Людмила Штерн отличается неистребимым любопытством. Рассказы о путешествиях — самый что ни на есть естественный для ее писательского дарования жанр. Перемещаясь по свету, она открывает в себе самой не меньше, чем в сменяющих друг друга пейзажах и людских характерах. Если мы согласимся, что и в документальной прозе легко вычитывается личность пишущего — не меньше, чем в романе, рассказе или повести, — то нельзя не заметить, каким умно-талантливым человеком написана “Охота к перемене мест”.
И не только умным, но веселым, терпимым и добродушным. Редкое свойство для нынешних женщин-писательниц, часто не совсем добродушных и еще чаще — совсем нетерпимых.
Людмила Штерн не оглядывается на чужие мнения, ни у кого не учится и ничьих достижений не копирует. Она пишет так, как хочет, как находит нужным, и нисколько не беспокоится, что ее обвинят в мелочной буржуазности или пресловутом мещанстве. Вот, например, как легко, радостно и свежо вылеплено: “В половине десятого мы вошли в ресторан аббатства Тре Жирард.

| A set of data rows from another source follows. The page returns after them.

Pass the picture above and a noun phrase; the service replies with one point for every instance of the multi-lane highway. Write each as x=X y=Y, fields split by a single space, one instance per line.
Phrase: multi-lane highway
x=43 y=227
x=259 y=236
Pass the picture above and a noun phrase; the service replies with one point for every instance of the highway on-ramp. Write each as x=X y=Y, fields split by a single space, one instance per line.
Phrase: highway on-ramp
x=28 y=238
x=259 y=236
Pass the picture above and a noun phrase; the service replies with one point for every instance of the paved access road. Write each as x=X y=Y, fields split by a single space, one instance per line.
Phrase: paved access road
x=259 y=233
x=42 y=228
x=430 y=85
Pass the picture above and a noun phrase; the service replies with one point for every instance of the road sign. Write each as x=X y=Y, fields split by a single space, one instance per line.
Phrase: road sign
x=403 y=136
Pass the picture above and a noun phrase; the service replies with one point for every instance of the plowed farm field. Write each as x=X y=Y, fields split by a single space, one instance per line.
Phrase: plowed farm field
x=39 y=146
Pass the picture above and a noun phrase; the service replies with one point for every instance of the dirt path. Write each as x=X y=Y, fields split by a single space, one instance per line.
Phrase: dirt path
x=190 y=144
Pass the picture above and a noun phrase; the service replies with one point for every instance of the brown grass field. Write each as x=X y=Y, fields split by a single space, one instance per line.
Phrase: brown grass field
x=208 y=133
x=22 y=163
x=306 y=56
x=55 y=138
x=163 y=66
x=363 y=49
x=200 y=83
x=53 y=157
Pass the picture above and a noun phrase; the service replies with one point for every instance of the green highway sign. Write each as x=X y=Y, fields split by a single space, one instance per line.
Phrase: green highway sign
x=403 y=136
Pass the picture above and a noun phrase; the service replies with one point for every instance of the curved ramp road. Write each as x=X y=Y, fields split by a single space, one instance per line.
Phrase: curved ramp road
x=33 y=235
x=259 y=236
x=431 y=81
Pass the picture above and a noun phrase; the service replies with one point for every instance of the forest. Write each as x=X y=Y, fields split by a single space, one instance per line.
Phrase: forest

Это была бывшая трапезная со сводчатыми потолками, закопченными балками и камином, сложенным из темного базальта. Слева от входа стояла настоящая телега, на которой французские крестьяне когда-то ездили на базар. На телеге высилась пестрая гора свежих овощей. Головки белой, как кучевые облака, цветной капусты, артишоки размером с ананасы, помидоры размером с дыню и крошечные дыни “кавальонс” размером с помидор. Белая спаржа, сахарные андивы, гороховые и бобовые стручки в радужной гамме от светло-зеленых до пурпурно-лиловых, янтарные кабачки, лохматый лук-порей, перцы всех расцветок, розовый чеснок и пучки чудесно пахнущих трав. Выглядело, как ожившая голландская живопись XVII века.
Круглые столы с золотистыми кружевными скатертями и салфетками, сложенными наподобие испанских вееров, выглядели нарядно. На них сияли узкие хрустальные вазы с ирисами. Ресторан был почти полон, но как-то странно тих. Гости разговаривали шепотом, как будто в предвкушении торжественного и важного события”.
Мне приходит на память прелестный фильм “Большая ночь” (“Big night”), почти целиком построенный на том, как в маленьком итальянском ресторане готовят праздничный обед. Фильм этот еще раз подтвердил распространенную догадку о том, что в искусстве не так важно — “о чем”, зато крайне важно — “как”.
Штерн не замахивается на “роковые” сюжеты. Но, не отказывая себе в удовольствии перечислить подробности ресторанного меню или детали женской одежды, она умудряется напомнить о любви и дружбе, черпнуть истории, “глотнуть” метафизики — иначе говоря, она соблюдает правила “большой” литературы и инстинктивно учитывает ее законы, не только меняя местами слагаемые, но и переписывая условие задачи.